Le 5 juin, Vincent écrit à sa sœur Wilhelmina ce qui est resté comme son «manifeste d'Auvers» : «Ce qui me passionne le plus, bien plus que le reste de mon métier, c'est le portrait, le portrait moderne. Je le vois en couleur. (…) Je voudrais peindre des portraits qui apparaîtraient, un siècle plus tard à ceux qui vivraient alors, comme des apparitions.»

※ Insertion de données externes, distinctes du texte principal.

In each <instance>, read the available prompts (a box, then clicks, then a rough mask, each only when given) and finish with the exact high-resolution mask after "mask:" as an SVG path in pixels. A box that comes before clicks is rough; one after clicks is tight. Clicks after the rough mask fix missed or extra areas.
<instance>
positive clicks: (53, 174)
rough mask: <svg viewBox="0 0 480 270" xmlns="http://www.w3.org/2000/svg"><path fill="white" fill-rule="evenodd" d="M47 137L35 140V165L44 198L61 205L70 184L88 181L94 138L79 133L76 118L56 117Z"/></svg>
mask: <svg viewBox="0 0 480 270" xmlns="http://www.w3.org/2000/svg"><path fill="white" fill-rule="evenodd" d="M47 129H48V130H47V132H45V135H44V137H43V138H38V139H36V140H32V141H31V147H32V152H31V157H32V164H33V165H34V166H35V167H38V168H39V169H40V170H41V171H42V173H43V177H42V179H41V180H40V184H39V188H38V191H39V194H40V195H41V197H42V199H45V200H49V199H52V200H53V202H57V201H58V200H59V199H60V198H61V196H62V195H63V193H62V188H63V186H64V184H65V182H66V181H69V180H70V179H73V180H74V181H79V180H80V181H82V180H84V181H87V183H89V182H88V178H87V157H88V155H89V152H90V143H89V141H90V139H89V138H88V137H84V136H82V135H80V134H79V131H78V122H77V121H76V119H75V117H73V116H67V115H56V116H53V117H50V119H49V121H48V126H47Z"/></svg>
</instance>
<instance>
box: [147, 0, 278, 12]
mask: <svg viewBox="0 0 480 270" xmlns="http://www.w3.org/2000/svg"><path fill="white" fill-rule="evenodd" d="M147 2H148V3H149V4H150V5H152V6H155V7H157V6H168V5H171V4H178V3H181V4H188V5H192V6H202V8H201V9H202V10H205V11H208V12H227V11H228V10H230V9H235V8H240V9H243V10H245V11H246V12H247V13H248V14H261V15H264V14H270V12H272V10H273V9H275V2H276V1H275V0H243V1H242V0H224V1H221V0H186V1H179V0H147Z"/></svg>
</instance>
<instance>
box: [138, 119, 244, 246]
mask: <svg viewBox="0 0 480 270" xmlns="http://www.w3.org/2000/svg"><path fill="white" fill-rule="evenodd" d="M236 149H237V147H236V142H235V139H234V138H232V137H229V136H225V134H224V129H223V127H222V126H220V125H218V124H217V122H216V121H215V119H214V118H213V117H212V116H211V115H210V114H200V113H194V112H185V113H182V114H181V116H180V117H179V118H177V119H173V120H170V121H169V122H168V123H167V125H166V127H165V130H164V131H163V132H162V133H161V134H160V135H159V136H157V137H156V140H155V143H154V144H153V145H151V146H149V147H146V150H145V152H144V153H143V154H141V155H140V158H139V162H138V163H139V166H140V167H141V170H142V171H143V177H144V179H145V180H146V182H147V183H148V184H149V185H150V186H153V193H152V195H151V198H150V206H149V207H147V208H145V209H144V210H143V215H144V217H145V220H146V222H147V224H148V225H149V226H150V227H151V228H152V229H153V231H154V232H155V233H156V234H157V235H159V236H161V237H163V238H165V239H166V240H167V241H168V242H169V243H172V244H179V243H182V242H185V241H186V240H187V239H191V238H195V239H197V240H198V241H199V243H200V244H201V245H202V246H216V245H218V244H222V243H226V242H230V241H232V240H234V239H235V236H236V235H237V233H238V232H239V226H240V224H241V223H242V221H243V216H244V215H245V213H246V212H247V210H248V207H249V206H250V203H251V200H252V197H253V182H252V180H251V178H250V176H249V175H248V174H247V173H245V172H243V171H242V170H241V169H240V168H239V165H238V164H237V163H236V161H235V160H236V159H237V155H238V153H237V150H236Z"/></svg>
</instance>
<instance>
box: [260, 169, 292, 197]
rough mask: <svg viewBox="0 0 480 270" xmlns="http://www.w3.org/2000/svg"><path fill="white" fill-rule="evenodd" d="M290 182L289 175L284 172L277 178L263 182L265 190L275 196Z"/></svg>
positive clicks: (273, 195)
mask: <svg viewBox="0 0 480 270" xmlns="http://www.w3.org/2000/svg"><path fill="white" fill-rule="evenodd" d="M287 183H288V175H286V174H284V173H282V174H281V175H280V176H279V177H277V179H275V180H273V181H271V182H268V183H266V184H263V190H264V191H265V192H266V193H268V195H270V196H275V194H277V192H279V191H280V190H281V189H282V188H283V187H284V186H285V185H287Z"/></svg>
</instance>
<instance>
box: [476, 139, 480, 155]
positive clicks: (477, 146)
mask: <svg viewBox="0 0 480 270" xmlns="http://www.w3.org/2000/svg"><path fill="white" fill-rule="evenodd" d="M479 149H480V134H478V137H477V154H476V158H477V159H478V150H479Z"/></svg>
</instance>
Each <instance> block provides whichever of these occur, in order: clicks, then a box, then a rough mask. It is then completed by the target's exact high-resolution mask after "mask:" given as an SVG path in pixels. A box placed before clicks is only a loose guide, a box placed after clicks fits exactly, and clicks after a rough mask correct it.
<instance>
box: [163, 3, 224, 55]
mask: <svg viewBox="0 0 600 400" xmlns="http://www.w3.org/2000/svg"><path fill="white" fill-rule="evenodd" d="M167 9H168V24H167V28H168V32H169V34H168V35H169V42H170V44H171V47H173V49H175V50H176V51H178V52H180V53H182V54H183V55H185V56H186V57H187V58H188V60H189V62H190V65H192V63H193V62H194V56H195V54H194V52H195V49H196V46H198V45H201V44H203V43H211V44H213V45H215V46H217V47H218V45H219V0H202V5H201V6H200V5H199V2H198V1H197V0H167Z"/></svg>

Longtemps tenu pour le portrait d'une fillette dans les inventaires, L'Enfant à l'orange a été identifié par Adeline Ravoux, fille de l'aubergiste qui raconta, en 1957, les derniers jours d'un grand peintre, comme Raoul, 3 ans, fils du menuisier du village, Vincent Levert. Il fut probablement l'auteur du cadre en bois dans lequel le tableau est resté, comme du cercueil du peintre au pied duquel on posa palette et pinceaux.

Après la mort de Vincent, Théo le décrocha des murs comme L'Église d'Auvers et les merveilleux Iris mouvant comme les serpents de la Méduse. Tous les tableaux furent rapatriés dans son appartement parisien. Six mois plus tard, Théo mourait à son tour, laissant Jo maîtresse d'un héritage historique et d'âpres débats sur les provenances. Le tableau fut proposé en décembre 1890 pour 500 francs à Octave Maus, puis exposé à Bossum (Hollande) au printemps 1891 avec 550 autres Van Gogh et encore en 1905 à la rétrospective du Stedelijk Museum d'Amsterdam.

Les Suisses Arthur et Hedy Hahnloser l'achetèrent en 1916 et le tableau resta à Winterthur depuis. Si les grands pros du marché font un peu la moue devant un bébé, sujet toujours difficile à vendre, et devant une estimation jugée trop optimiste, personne, pour une fois, ne conteste la magistrale signature.